Protein crystallization, X-ray data collection and structure determination

XacAbf51 (27 mg mL−1) crystallized by vapor diffusion method in sitting drops containing 17% (w v−1) polyethylene glycol 3350 and 0.2 M ammonium chloride. Crystals were cryoprotected using the reservoir solution added of 20% (v v−1) glycerol. Diffraction data were collected at the BL12-2 beamline from the Stanford Synchrotron Radiation Lightsource (Stanford, CA). Data were processed using XDS [56] and the structure was solved by molecular replacement method using the program MOLREP and the atomic coordinates of TxAbfD3 (PDB ID: 2VRQ) as search model. Six chains were found in the asymmetric unit and the model was refined against electron density using COOT [57] and against X-ray data using phenix.refine [58] and REFMAC [59]. Final model was validated using MolProbity [60]. Data collection, processing and refinement statistics are summarized in Table 2.

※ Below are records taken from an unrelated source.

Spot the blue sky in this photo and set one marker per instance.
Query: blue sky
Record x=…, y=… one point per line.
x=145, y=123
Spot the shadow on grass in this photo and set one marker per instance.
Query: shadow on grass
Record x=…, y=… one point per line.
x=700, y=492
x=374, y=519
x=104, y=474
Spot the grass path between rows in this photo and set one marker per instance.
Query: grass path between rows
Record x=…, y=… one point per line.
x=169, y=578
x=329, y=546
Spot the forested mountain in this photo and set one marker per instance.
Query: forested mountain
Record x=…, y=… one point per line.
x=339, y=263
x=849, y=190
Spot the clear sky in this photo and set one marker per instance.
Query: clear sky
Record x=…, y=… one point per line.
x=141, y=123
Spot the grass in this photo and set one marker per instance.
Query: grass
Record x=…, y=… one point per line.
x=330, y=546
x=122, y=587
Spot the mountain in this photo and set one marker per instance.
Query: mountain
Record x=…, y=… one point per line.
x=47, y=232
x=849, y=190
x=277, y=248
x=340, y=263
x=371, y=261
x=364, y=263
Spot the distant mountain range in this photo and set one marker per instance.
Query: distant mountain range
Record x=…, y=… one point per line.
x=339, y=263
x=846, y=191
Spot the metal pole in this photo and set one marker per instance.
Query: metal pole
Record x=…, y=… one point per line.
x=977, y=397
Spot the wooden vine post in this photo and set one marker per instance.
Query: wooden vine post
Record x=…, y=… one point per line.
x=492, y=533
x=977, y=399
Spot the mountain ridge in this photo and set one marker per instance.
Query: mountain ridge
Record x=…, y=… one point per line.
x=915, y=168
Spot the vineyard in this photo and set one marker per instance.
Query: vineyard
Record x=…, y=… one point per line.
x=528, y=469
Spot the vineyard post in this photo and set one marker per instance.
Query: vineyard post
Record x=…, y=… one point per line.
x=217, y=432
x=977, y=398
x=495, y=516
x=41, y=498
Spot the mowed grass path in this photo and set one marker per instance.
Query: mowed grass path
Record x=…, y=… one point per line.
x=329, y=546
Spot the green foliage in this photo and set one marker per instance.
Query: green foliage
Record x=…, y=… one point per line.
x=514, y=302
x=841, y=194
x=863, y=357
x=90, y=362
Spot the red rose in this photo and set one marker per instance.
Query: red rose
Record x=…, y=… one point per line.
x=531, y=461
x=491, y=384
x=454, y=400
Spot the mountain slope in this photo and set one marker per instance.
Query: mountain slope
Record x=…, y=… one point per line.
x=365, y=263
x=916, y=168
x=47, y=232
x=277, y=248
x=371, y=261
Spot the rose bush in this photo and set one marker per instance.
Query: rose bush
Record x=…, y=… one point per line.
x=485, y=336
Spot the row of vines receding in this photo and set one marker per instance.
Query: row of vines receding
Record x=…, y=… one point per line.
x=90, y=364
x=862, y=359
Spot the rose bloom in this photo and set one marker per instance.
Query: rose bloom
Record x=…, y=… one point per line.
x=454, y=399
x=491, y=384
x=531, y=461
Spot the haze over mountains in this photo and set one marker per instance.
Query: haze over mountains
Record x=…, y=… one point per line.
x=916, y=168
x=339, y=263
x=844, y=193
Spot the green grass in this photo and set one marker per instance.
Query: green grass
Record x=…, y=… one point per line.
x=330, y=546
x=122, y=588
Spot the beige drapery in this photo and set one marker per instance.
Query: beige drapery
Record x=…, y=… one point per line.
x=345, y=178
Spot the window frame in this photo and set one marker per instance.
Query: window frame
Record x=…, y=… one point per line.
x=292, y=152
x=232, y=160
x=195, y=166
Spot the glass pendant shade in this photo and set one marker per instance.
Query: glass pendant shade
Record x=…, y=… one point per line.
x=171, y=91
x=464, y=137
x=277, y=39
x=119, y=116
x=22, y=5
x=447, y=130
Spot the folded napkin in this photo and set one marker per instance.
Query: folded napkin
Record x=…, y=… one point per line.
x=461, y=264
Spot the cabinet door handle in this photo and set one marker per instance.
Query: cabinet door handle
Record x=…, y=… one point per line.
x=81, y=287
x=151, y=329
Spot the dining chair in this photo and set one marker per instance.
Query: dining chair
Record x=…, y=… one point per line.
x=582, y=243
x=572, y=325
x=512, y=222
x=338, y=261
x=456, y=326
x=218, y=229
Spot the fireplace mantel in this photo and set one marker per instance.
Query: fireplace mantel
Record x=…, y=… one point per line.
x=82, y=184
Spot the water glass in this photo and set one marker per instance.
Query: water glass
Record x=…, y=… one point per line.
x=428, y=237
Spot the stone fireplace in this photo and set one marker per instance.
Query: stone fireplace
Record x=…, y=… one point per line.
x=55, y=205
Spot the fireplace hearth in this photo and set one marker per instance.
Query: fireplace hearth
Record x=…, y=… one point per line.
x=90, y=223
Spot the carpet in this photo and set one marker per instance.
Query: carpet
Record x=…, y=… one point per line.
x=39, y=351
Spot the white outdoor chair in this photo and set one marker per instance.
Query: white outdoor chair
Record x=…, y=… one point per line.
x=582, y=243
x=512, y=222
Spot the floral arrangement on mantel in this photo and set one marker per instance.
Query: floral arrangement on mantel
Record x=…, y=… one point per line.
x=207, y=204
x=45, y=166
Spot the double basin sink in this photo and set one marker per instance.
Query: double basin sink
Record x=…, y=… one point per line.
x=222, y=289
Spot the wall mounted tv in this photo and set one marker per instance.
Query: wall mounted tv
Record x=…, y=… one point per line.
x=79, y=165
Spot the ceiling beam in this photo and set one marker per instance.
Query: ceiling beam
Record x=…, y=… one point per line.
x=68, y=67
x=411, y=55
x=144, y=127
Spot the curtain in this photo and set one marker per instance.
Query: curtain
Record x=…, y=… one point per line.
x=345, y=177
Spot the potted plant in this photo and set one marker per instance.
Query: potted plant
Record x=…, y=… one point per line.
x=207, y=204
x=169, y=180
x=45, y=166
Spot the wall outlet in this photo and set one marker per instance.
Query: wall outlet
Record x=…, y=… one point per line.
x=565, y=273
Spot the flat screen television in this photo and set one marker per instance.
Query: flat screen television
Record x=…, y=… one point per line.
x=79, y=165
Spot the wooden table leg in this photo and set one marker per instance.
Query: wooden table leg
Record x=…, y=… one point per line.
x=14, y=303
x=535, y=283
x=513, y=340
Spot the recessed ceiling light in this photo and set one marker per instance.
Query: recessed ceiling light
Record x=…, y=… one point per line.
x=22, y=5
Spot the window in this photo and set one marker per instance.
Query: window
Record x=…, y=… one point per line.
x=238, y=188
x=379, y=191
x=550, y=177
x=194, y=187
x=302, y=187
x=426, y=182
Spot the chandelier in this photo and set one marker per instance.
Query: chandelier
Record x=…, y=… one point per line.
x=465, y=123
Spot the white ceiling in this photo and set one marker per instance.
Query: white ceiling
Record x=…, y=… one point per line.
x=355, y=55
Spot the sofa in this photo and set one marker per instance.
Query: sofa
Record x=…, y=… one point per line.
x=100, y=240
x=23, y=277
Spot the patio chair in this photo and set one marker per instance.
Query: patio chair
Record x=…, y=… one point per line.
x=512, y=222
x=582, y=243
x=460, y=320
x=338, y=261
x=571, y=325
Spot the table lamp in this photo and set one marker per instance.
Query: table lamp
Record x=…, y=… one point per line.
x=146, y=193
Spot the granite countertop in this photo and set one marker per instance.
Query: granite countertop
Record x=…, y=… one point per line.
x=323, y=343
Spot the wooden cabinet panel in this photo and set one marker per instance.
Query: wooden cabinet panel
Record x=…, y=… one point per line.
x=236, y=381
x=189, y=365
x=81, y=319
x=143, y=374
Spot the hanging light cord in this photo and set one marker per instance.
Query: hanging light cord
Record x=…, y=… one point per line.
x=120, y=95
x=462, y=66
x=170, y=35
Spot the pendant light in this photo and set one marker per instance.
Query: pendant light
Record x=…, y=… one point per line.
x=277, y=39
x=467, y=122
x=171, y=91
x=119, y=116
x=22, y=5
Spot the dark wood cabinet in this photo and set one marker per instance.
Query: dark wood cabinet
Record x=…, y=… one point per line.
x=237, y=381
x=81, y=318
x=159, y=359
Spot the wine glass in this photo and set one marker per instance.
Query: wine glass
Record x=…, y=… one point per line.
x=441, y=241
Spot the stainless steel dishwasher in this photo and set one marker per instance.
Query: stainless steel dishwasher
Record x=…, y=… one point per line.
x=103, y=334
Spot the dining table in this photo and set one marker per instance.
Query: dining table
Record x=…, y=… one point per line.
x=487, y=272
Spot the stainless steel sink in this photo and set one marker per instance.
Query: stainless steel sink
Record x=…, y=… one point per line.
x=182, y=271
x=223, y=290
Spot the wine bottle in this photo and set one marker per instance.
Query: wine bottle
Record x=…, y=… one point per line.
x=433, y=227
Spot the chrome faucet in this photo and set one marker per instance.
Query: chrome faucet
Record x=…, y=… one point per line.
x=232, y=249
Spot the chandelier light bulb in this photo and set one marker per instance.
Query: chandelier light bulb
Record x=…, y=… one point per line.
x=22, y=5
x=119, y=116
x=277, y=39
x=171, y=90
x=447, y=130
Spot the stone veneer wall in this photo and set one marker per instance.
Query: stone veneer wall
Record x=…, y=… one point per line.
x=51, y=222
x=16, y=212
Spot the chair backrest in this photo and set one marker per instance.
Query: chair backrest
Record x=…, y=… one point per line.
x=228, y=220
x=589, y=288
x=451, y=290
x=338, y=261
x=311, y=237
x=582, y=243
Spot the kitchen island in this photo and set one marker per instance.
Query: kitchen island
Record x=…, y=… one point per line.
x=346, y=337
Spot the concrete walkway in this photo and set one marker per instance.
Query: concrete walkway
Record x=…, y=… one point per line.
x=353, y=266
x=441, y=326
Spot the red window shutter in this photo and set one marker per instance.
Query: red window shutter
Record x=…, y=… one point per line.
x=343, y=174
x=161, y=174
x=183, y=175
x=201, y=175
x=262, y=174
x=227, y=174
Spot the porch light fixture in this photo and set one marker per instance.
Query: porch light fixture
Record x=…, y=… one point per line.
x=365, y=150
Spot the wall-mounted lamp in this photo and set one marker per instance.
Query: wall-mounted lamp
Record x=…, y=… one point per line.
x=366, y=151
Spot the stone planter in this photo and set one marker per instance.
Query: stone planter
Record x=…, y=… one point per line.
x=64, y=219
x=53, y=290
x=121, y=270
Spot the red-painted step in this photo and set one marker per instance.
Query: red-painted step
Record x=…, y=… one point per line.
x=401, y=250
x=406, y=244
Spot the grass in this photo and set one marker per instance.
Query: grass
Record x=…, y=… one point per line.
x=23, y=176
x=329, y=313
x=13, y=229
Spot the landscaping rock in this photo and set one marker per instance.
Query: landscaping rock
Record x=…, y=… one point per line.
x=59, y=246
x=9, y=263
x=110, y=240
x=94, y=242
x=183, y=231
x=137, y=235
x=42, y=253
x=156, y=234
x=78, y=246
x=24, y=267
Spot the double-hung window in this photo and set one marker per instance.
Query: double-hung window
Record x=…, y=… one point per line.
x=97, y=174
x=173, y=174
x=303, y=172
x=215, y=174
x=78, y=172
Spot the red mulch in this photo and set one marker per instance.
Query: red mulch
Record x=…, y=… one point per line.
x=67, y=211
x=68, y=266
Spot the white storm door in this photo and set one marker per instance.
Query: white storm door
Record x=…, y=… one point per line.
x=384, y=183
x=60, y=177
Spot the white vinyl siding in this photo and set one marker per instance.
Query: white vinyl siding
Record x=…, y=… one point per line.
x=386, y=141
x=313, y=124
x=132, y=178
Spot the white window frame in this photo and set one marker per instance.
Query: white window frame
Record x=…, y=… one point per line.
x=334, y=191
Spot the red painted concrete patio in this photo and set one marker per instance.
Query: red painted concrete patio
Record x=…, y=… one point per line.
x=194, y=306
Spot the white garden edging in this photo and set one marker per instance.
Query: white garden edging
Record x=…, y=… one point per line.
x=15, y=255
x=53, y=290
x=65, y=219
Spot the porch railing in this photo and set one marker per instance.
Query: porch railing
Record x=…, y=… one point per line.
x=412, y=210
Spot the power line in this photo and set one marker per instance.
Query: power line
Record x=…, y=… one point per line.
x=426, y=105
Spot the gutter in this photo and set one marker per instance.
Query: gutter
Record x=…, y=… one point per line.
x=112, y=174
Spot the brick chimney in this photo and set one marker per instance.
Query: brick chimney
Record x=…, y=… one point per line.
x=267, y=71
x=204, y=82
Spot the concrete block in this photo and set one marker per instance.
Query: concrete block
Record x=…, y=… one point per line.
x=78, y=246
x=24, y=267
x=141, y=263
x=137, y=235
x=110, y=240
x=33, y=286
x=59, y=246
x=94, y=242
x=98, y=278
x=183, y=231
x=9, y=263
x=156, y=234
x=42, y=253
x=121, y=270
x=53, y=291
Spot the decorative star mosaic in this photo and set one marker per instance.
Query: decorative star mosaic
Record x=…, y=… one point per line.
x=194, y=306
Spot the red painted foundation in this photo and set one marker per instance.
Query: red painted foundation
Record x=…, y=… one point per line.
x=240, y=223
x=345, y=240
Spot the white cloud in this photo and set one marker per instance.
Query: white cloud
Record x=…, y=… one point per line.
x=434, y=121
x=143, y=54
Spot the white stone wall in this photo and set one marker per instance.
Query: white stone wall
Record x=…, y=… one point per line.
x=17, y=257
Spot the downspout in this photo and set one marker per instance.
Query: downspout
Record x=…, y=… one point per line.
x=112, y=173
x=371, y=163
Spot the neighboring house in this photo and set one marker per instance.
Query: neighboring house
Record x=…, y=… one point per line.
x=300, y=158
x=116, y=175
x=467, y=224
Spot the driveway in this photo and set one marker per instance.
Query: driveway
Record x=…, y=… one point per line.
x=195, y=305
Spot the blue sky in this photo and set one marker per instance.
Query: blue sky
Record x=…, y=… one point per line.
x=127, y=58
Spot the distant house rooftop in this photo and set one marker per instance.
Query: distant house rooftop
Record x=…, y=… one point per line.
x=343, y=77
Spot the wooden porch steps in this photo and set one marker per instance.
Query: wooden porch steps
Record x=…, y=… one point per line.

Table 2 Data collection and refinement statistics of XacAbf51 crystal structure

Molecular dynamics simulation

Superimposition of XacAbf51 crystal structure with that of TxAbfD3 in complex with 32-α-l-arabinofuranosyl-xylotriose (XA3X) was performed with PDBeFOLD [61] and the coordinates of the ligand positioned into the XacAbf51 active site were transferred for the PDB file containing one trimer of XacAbf51. An Araf substitution was added to XA3X to generate XA2+3X and simulation systems using explicit solvent were created for energy-minimized trimeric structures of XacAbf51 in complex with XA2+3X. Energy minimization and MD simulations were carried out using YAMBER3 force field with the program YASARA [62]. Long-range Coulomb interactions were included with a cutoff of 7.86 Å. The simulation box was defined at 15 Å around all atoms of the structure. Protonation was performed at pH 7. Cell neutralization was reached filling the box with water molecules (d = 0.997 g mL−1) and Na/Cl counter ions (0.9% m v−1) coupled with a short MD simulation for solvent relaxation. MD simulations were performed during 100 ns at 298 K, using a multiple time step of 2.0 fs for inter-molecular forces, 1.2 fs for intra-molecular forces, periodic boundary conditions and unconstrained bonds and angles. Root mean square deviations (RMSDs) were calculated for the whole system and Euclidean distances between enzyme and substrate atoms were measured through the trajectory in the three active sites of the trimer and the average value is presented in function of the simulation time.

Phylogenetic analyses

The sequences of characterized GH51 enzymes present in the CAZY database, excluding redundant sequences (sequences from the same species with > 95% sequence identity) and synthetic constructs, were manually edited to include only the fragment corresponding to the (β/α)8 barrel, as predicted by the webserver SUPERFAMILY [63]. The edited sequences were aligned using the software MUSCLE, available at the EMBL-EBI webserver (https://www.ebi.ac.uk/Tools/msa/muscle/) [64]. The multiple sequence alignment was provided for the MEGA7 software to perform evolutionary analyses [65]. Initial tree(s) for the heuristic search were obtained automatically by applying Neighbor-Joining and BioNJ algorithms to a matrix of pairwise distances estimated using a JTT model, and then selecting the topology with superior log likelihood value. A discrete Gamma distribution was used to model evolutionary rate differences among sites [five categories (+G, parameter = 1.9905)]. The rate variation model allowed for some sites to be evolutionarily invariable ([+I], 1.20% sites). The analysis involved 72 amino acid sequences. All positions with less than 80% site coverage were eliminated. That is, fewer than 20% alignment gaps, missing data, and ambiguous bases were allowed at any position. There were a total of 292 positions in the final dataset. The confidence of tree topology was assessed using the Bootstrap analysis based on 1000 bootstrap replications [66].